- Hong Kong police has carried our mass arrests and widespread repression of demonstrators
- UK-made tear gas has been used by Hong Kong authorities in 2014 and 2019
- UK has licensed £9.5 million worth of arms to Hong Kong since 2014 crackdown, including tear gas and ‘crowd control’ ammunition
- UK College of Policing trained Hong Kong authorities in 2019
Campaign Against Arms Trade has called on the UK government to end all arms sales and training for the Hong Kong police. This follows the enforcement of a new ‘security’ law that inflicts repressive new restrictions on pro-democracy protesters. There have been widespread reports of tear gas and pepper spray being used against protesters.
There is a close political relationship between the UK government and the regime in Hong Kong. This has been complemented by police training and arms sales.
In 2014 the Hong Kong police used UK-made tear gas against pro-democracy campaigners. In the aftermath of the crackdown the UK government pledged to take the abuses into account before approving licences to Hong Kong in future. Unfortunately, within 12 months the UK was again allowing the export of tear gas to the Hong Kong authorities. Last summer the same equipment was used again, with the same horrific results.
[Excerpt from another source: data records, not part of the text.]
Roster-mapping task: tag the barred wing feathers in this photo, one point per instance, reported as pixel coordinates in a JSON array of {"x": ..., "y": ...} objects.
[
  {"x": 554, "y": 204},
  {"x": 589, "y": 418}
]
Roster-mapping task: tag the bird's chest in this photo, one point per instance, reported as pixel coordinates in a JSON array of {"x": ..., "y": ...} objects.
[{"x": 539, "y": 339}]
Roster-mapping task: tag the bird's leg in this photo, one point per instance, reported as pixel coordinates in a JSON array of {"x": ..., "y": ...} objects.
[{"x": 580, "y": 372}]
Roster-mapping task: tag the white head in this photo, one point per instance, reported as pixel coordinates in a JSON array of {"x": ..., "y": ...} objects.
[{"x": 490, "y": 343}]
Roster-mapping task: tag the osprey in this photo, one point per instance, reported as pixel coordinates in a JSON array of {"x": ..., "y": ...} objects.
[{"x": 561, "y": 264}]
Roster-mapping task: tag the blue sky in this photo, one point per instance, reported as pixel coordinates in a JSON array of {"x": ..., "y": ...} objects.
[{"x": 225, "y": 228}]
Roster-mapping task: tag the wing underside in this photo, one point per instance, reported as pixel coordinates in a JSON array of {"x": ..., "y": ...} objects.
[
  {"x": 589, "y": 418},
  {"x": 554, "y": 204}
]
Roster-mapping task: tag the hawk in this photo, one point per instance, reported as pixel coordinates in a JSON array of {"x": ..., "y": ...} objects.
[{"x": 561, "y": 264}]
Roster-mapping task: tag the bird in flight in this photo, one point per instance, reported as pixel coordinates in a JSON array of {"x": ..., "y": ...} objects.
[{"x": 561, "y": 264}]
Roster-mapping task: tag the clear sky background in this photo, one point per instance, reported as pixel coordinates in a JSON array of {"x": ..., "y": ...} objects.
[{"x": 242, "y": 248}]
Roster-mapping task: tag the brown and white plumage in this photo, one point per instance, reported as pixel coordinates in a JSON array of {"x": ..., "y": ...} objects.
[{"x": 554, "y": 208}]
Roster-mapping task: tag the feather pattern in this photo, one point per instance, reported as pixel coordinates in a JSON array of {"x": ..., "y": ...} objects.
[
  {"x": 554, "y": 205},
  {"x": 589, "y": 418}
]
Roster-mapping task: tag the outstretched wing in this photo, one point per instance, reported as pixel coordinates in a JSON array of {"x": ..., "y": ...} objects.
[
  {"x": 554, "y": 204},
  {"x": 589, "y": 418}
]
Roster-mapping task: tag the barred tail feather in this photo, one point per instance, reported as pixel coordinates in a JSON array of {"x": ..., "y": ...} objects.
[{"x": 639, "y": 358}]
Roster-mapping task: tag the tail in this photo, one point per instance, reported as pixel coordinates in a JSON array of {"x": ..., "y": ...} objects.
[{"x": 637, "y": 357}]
As recently as last year the UK College of Policing provided training for forces in Hong Kong.
Since the crackdown in 2014, the UK has licensed £9.5 million worth of arms to Hong Kong. This includes:
- £2.5 million worth of ML1 licences (small arms)
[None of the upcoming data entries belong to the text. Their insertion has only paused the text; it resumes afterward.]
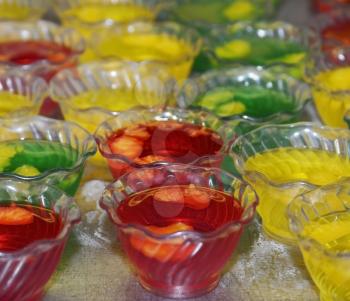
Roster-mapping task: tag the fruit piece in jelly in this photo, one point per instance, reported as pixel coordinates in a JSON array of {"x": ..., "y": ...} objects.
[
  {"x": 127, "y": 146},
  {"x": 191, "y": 197},
  {"x": 163, "y": 251},
  {"x": 13, "y": 216}
]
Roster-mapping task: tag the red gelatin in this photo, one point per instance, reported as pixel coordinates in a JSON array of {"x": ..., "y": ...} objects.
[
  {"x": 21, "y": 225},
  {"x": 29, "y": 52},
  {"x": 178, "y": 266},
  {"x": 167, "y": 141}
]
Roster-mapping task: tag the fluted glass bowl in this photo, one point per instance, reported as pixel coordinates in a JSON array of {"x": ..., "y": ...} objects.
[
  {"x": 320, "y": 219},
  {"x": 94, "y": 92},
  {"x": 205, "y": 13},
  {"x": 25, "y": 272},
  {"x": 247, "y": 96},
  {"x": 171, "y": 44},
  {"x": 23, "y": 10},
  {"x": 27, "y": 58},
  {"x": 42, "y": 150},
  {"x": 278, "y": 44},
  {"x": 21, "y": 95},
  {"x": 90, "y": 17},
  {"x": 328, "y": 74},
  {"x": 194, "y": 260},
  {"x": 171, "y": 141},
  {"x": 282, "y": 161}
]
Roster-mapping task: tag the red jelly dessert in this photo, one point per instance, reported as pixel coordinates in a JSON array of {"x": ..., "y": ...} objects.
[
  {"x": 166, "y": 263},
  {"x": 156, "y": 141},
  {"x": 21, "y": 225}
]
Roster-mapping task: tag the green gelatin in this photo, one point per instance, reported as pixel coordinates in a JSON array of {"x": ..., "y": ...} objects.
[
  {"x": 31, "y": 158},
  {"x": 252, "y": 101},
  {"x": 252, "y": 51}
]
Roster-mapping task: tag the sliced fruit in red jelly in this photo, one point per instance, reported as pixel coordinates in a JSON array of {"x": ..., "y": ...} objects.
[
  {"x": 153, "y": 158},
  {"x": 196, "y": 198},
  {"x": 171, "y": 194},
  {"x": 163, "y": 251},
  {"x": 14, "y": 216},
  {"x": 137, "y": 132},
  {"x": 127, "y": 146}
]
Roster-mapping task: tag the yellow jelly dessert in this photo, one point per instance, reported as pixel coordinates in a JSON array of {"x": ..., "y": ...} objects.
[
  {"x": 285, "y": 171},
  {"x": 331, "y": 95},
  {"x": 15, "y": 105},
  {"x": 330, "y": 273},
  {"x": 177, "y": 54},
  {"x": 240, "y": 10},
  {"x": 91, "y": 18}
]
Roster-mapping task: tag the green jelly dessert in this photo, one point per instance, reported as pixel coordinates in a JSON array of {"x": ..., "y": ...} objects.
[
  {"x": 258, "y": 44},
  {"x": 49, "y": 161},
  {"x": 252, "y": 101}
]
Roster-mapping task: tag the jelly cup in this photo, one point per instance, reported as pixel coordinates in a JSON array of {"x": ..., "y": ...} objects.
[
  {"x": 205, "y": 13},
  {"x": 326, "y": 249},
  {"x": 229, "y": 94},
  {"x": 322, "y": 6},
  {"x": 94, "y": 16},
  {"x": 171, "y": 44},
  {"x": 120, "y": 164},
  {"x": 23, "y": 10},
  {"x": 328, "y": 74},
  {"x": 313, "y": 156},
  {"x": 68, "y": 42},
  {"x": 21, "y": 95},
  {"x": 194, "y": 267},
  {"x": 25, "y": 272},
  {"x": 92, "y": 93},
  {"x": 42, "y": 150},
  {"x": 266, "y": 44}
]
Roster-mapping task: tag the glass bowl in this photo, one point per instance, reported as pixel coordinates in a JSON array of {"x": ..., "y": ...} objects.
[
  {"x": 320, "y": 220},
  {"x": 90, "y": 17},
  {"x": 25, "y": 272},
  {"x": 255, "y": 43},
  {"x": 91, "y": 93},
  {"x": 94, "y": 92},
  {"x": 183, "y": 263},
  {"x": 205, "y": 13},
  {"x": 247, "y": 96},
  {"x": 21, "y": 94},
  {"x": 23, "y": 10},
  {"x": 167, "y": 43},
  {"x": 282, "y": 161},
  {"x": 176, "y": 135},
  {"x": 43, "y": 150},
  {"x": 328, "y": 74}
]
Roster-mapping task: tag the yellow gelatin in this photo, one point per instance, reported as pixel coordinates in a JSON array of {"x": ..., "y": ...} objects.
[
  {"x": 15, "y": 104},
  {"x": 240, "y": 10},
  {"x": 97, "y": 12},
  {"x": 176, "y": 53},
  {"x": 14, "y": 12},
  {"x": 330, "y": 273},
  {"x": 332, "y": 107},
  {"x": 89, "y": 18},
  {"x": 285, "y": 165}
]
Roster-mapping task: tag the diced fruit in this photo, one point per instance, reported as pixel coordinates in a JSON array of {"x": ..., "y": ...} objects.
[
  {"x": 127, "y": 146},
  {"x": 152, "y": 158},
  {"x": 163, "y": 251},
  {"x": 27, "y": 171},
  {"x": 137, "y": 132},
  {"x": 14, "y": 216},
  {"x": 169, "y": 195},
  {"x": 196, "y": 198}
]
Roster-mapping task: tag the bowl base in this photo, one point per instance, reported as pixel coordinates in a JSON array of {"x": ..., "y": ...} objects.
[
  {"x": 284, "y": 240},
  {"x": 180, "y": 291}
]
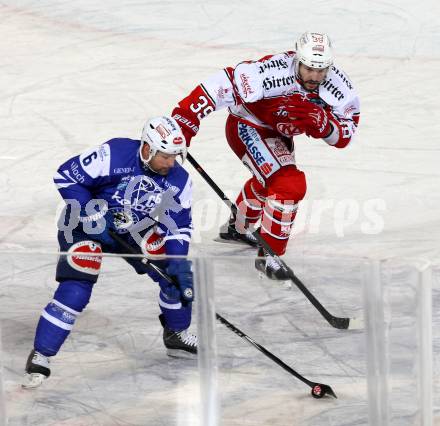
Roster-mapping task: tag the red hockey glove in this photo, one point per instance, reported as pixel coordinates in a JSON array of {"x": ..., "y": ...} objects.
[
  {"x": 187, "y": 121},
  {"x": 310, "y": 117}
]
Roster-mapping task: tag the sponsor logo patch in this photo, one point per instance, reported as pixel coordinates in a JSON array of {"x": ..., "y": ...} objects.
[
  {"x": 81, "y": 260},
  {"x": 163, "y": 132}
]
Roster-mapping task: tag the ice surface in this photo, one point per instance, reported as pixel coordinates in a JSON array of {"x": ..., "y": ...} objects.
[{"x": 75, "y": 74}]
- £2.2 million worth of ML4 licences (grenades, bombs, missiles, countermeasures – this category includes CS gas)
- £1.7 million worth of ML15 licences (armoured plate, body armour, helmets)
- £800K worth of ML3 licences (ammunition)
This is an underestimate. In that time the UK government has also approved 13 Open Licences, including licences for ammunition, tear gas, ‘crowd control’ ammunition and small arms. Open Licences allow an unlimited transfer of arms during a pre-set period.
According to the consolidated criteria for arms exports “The government will not grant a licence if there is a clear risk that the items might be used for internal repression.”
Andrew Smith of Campaign Against Arms Trade said:
The images we have seen from Hong Kong have been appalling. The use of tear gas and rubber bullets must be condemned in the strongest terms.
There are big questions about the role of UK-made weapons in the repression. UK-made tear gas has been used against campaigners in Hong Kong before, and there is a strong possibility that it is being used again. Tear gas can be deadly and should never have been sold in the first place.
There must be an immediate end to all arms sales and training for the Hong Kong authorities, and a firm assurances that sales will not be resumed once the repression is out of the headlines.”